Archie Smeaton
- Born: 7 March 2001 Cottingham, England
- Height: 1.90 m (6 ft 3 in)
- Weight: 105 kg (16 st 7 lb)
- School: Hymers College, Hull
- University: Queens' College, Cambridge

Rugby union career
- Position: No. 8 / Flanker

Amateur team(s)
- Years: Team / Apps / (Points)
- -: Hull Ionians
- -: Yorkshire Carnegie
- 2020: Cambridge University

Senior career
- Years: Team / Apps / (Points)
- 2022–23: Glasgow Warriors / 0 / (0)
- 2023-: Doncaster Knights / 39 / (20)

Super Rugby
- Years: Team / Apps / (Points)
- 2021–22: Ayrshire Bulls

International career
- Years: Team / Apps / (Points)
- Scotland U16
- 2018: Scotland U18
- England U18
- 2020-21: Scotland U20 / 3 / (0)

= Archie Smeaton =

English rugby union player (born 2001)

Archie Smeaton (born 7 March 2001) is a Scottish rugby union player who plays for Doncaster Knights. He previously played for Ayrshire Bulls and Glasgow Warriors.

==Rugby Union career==

===Amateur career===

He played youth rugby for Hull Ionians. He joined the Scottish Exiles program. He then went to Hymers College and played for their college team.
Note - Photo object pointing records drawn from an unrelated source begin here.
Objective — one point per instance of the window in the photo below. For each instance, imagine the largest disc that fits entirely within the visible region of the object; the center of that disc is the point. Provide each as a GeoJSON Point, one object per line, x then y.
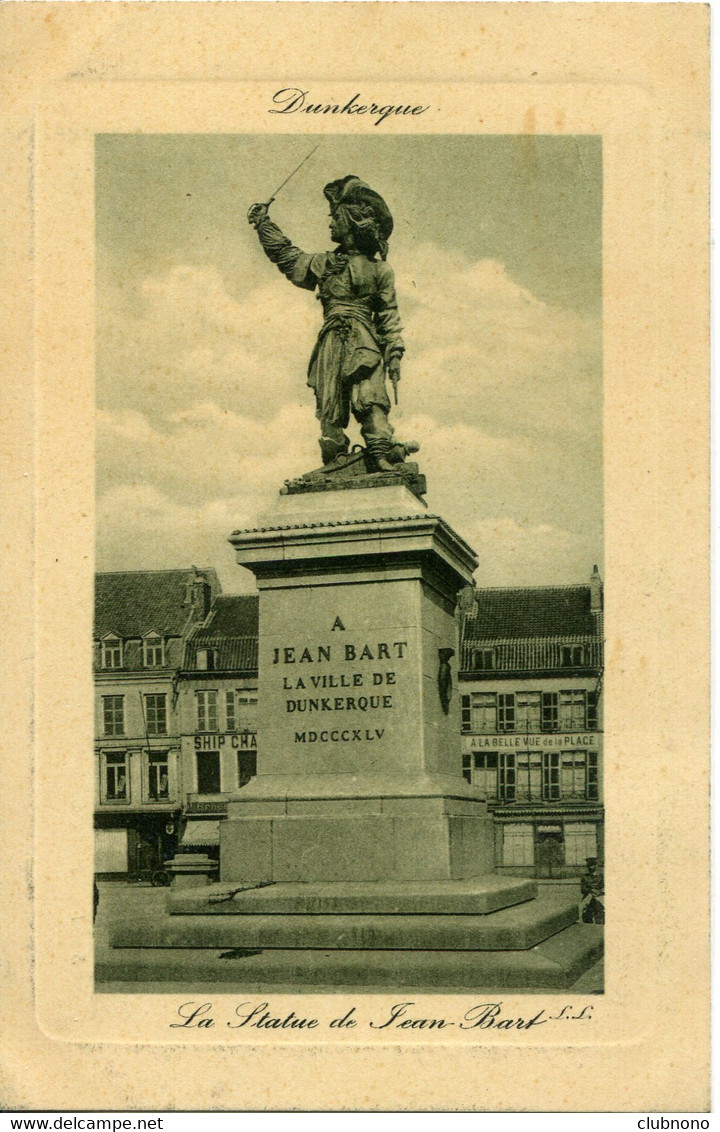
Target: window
{"type": "Point", "coordinates": [113, 715]}
{"type": "Point", "coordinates": [519, 845]}
{"type": "Point", "coordinates": [247, 766]}
{"type": "Point", "coordinates": [207, 771]}
{"type": "Point", "coordinates": [156, 714]}
{"type": "Point", "coordinates": [581, 841]}
{"type": "Point", "coordinates": [528, 712]}
{"type": "Point", "coordinates": [483, 773]}
{"type": "Point", "coordinates": [157, 775]}
{"type": "Point", "coordinates": [153, 651]}
{"type": "Point", "coordinates": [507, 778]}
{"type": "Point", "coordinates": [592, 711]}
{"type": "Point", "coordinates": [111, 652]}
{"type": "Point", "coordinates": [573, 711]}
{"type": "Point", "coordinates": [551, 775]}
{"type": "Point", "coordinates": [116, 775]}
{"type": "Point", "coordinates": [465, 712]}
{"type": "Point", "coordinates": [549, 717]}
{"type": "Point", "coordinates": [483, 711]}
{"type": "Point", "coordinates": [206, 711]}
{"type": "Point", "coordinates": [230, 712]}
{"type": "Point", "coordinates": [592, 778]}
{"type": "Point", "coordinates": [506, 712]}
{"type": "Point", "coordinates": [573, 777]}
{"type": "Point", "coordinates": [529, 775]}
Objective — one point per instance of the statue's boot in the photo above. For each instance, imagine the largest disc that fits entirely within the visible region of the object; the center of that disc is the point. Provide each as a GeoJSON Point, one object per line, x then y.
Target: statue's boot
{"type": "Point", "coordinates": [332, 448]}
{"type": "Point", "coordinates": [379, 451]}
{"type": "Point", "coordinates": [401, 449]}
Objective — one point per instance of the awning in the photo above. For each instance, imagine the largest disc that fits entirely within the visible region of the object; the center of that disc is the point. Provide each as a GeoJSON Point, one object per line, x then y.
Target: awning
{"type": "Point", "coordinates": [202, 833]}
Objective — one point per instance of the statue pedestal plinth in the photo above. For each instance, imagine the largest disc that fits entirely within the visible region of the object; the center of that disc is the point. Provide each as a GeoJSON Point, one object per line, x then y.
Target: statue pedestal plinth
{"type": "Point", "coordinates": [359, 857]}
{"type": "Point", "coordinates": [359, 757]}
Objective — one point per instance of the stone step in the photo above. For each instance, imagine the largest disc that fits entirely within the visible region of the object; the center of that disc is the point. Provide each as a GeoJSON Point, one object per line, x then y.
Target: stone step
{"type": "Point", "coordinates": [479, 897]}
{"type": "Point", "coordinates": [511, 928]}
{"type": "Point", "coordinates": [551, 966]}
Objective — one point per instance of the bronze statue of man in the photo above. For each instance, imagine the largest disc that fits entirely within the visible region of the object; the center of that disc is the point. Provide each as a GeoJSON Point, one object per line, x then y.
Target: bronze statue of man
{"type": "Point", "coordinates": [360, 340]}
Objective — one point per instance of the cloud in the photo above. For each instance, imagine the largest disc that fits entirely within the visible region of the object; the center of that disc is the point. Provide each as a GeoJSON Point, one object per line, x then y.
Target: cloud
{"type": "Point", "coordinates": [482, 349]}
{"type": "Point", "coordinates": [205, 412]}
{"type": "Point", "coordinates": [200, 452]}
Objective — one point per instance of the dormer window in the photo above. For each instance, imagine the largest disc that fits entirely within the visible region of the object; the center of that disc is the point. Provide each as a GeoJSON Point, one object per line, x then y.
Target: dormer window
{"type": "Point", "coordinates": [206, 660]}
{"type": "Point", "coordinates": [483, 660]}
{"type": "Point", "coordinates": [575, 655]}
{"type": "Point", "coordinates": [153, 653]}
{"type": "Point", "coordinates": [111, 652]}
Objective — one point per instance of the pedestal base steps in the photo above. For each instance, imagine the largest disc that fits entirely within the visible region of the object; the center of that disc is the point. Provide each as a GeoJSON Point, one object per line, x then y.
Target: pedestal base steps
{"type": "Point", "coordinates": [448, 934]}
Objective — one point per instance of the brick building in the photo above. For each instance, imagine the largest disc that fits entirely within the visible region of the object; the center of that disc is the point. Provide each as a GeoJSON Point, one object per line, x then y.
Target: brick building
{"type": "Point", "coordinates": [176, 692]}
{"type": "Point", "coordinates": [142, 623]}
{"type": "Point", "coordinates": [531, 686]}
{"type": "Point", "coordinates": [217, 715]}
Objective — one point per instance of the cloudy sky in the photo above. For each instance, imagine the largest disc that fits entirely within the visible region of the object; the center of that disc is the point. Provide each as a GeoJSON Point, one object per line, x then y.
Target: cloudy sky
{"type": "Point", "coordinates": [203, 409]}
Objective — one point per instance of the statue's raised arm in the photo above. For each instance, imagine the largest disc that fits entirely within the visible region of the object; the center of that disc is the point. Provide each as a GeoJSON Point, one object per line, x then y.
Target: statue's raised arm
{"type": "Point", "coordinates": [360, 340]}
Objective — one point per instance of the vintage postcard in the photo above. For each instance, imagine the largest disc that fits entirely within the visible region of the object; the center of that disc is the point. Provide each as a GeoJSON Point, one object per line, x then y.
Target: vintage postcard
{"type": "Point", "coordinates": [358, 439]}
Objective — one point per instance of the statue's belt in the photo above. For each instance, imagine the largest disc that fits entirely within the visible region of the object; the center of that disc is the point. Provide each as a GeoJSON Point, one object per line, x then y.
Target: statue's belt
{"type": "Point", "coordinates": [341, 318]}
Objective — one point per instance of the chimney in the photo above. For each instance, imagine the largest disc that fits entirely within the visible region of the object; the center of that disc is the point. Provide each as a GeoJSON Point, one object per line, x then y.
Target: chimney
{"type": "Point", "coordinates": [198, 594]}
{"type": "Point", "coordinates": [596, 591]}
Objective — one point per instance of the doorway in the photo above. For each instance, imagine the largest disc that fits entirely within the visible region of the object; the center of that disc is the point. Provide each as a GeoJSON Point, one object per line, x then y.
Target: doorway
{"type": "Point", "coordinates": [549, 852]}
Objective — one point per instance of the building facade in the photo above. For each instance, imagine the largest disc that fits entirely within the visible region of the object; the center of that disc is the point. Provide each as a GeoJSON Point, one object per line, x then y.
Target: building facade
{"type": "Point", "coordinates": [176, 703]}
{"type": "Point", "coordinates": [142, 623]}
{"type": "Point", "coordinates": [531, 687]}
{"type": "Point", "coordinates": [217, 717]}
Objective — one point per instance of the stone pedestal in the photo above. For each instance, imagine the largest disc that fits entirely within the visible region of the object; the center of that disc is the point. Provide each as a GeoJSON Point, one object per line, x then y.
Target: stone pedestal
{"type": "Point", "coordinates": [191, 869]}
{"type": "Point", "coordinates": [359, 759]}
{"type": "Point", "coordinates": [359, 858]}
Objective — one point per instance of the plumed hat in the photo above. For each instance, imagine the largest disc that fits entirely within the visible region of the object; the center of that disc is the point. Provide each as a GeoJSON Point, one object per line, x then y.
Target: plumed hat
{"type": "Point", "coordinates": [368, 214]}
He then joined Yorkshire Carnegie's academy.

He went to Queens College, Cambridge and played for Cambridge University, being selected for the match against Oxford University.

===Professional career===

He played for Ayrshire Bulls for the season 2021-22. After good performances with the Ayrshire club in the Super 6 league he was voted in the Super 6 fans combined team of the season, with a slot on the bench.

He joined the Glasgow Warriors academy in 2022. He played for Glasgow Warriors 'A' against his old club Ayrshire Bulls on 7 April 2023, with the Warriors losing that match. The Warriors 'A' side with Smeaton got a better result against Boroughmuir Bears on 15 April 2023. Smeaton and the Warriors 'A' side narrowly lost to Stirling Wolves on 21 April 2023.

He moved to Doncaster Knights in the summer of 2023. He was voted fans player of the season for 2023-24, his first season with the club.

===International career===

Smeaton is English-qualified by birth and Scottish-qualified through his grandfather. He played for Scotland U16s in a tournament in Wales.

He was capped by both Scotland and England Under 18s sides. Smeaton was in the Yorkshire Carnegie academy when being picked for England. He said of the move: "It was a hard one for me because I had loved playing for Scotland, but if you are a member of an English club’s Academy it is expected that you will play for England." However he moved back into the Scottish pathway soon after this.

He played 3 matches for Scotland U20s in their Six Nations campaign in season 2020-21.